Simon Phillips, Protocol V Review
by Nolan DeBuke
Simon Phillips is back with another album in his Protocol jazz-fusion series called Protocol V. Phillips has created an outstanding roster with guitarist Alex Sill, saxophonist Jacob Scesney, keyboardist Otmaro Ruiz, and long-time bassist Ernest Tibbs. Phillips is an entirely self-taught composer that debuted his Protocol project in 1989, followed by Protocol II (2013), Protocol III (2015), and Protocol IV (2017). Throughout, Phillips has grown his vision for instrumental music with pop sensibility and lyrical melodies over a complex rhythmic and elusive harmonic foundation. Of the original members (guitarist Andy Timmons, keyboardist Steve Weingart, bassist Ernest Tibbs), Tibbs remains in the fold; he joined keyboardist Dennis Hamm(Thundercat) and guitar virtuoso Greg Howe for Protocol IV. In addition, Tibbs recommended the group’s newest members: veteran keyboard magician Otmaro Ruiz and two prodigiously gifted young players, guitarist Alex Sill and saxophonist Jacob Scesney.
“Undeviginti” (Latin for 19, literally “20 less one”) captures the energy that Phillips is known for with its 19/16 time signature. “Whatever meter I’m in, I always try to make it grooveable and play it the simplest way possible,” says Phillips. “When we were learning this one, Otmaro asked me, ‘What is the clave?’ Once I clapped out the pseudo-clave for 19, he got it right away. And when you’ve got it, you don’t need to count anymore.” Phillips and Tibbs instantly create a groove for the introduction. The cyclic melody is a riffed-based catchy figure with Sill’s warm, distorted guitar responding to its call. The groove flows naturally as Sill takes the first solo. His jazz-fusion language is spot-on as his legato lines build his melodic explorations. Scesney’s saxophone follows, with equal energy and melodic colors. A fine example of Phillips’ natural ability to create flowing complex grooves that are highly musical and satisfying to hear.
“The Long Way Home” has a world music overtone with its shifting rhythms and scale colors. Phillips drums sound full, balanced, and sing with harmonic overtones.

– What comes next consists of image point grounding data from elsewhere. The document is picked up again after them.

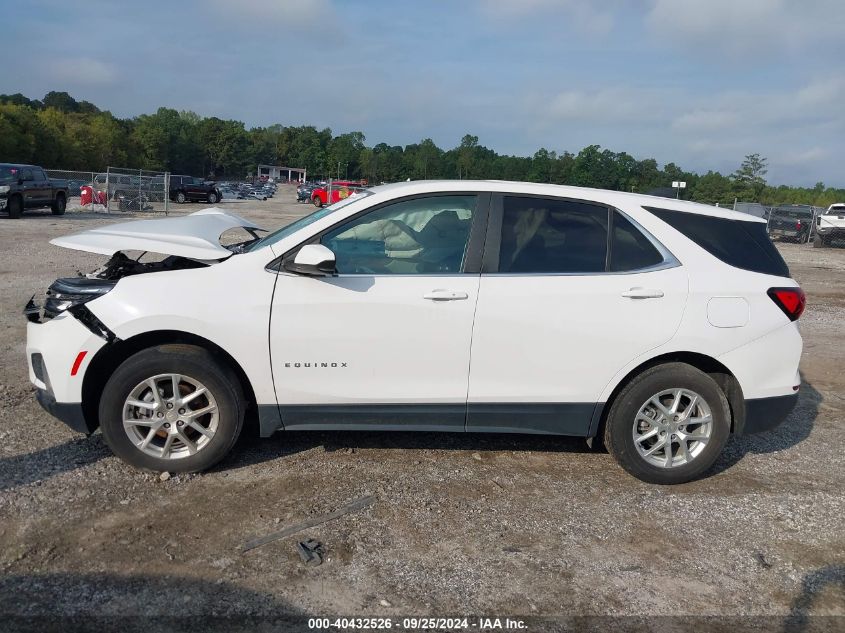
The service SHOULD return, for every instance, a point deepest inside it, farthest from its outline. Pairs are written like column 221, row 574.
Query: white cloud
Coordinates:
column 610, row 105
column 81, row 71
column 701, row 120
column 762, row 27
column 587, row 15
column 291, row 13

He is equally gifted as a studio engineer a performer, and composer. The melody allows the brilliant players to demonstrate their chops as they expertly navigate the song form. “With Ernest (Tibbs), it’s always grooving no matter how tricky the music is,” Phillips says. “That’s so important to me.” That chemistry is again the backbone upon which both Scesney and Sill build beautiful solos.
Protocol V is seven compositions that feature a new lineup of gifted musicians joining Phillips and Tibbs. Phillips compositions are perfect vehicles for the ensemble to explore, and the playing is interactive and deep with feeling and listening. Protocol V is a MUST HAVE for fusion lovers and beyond.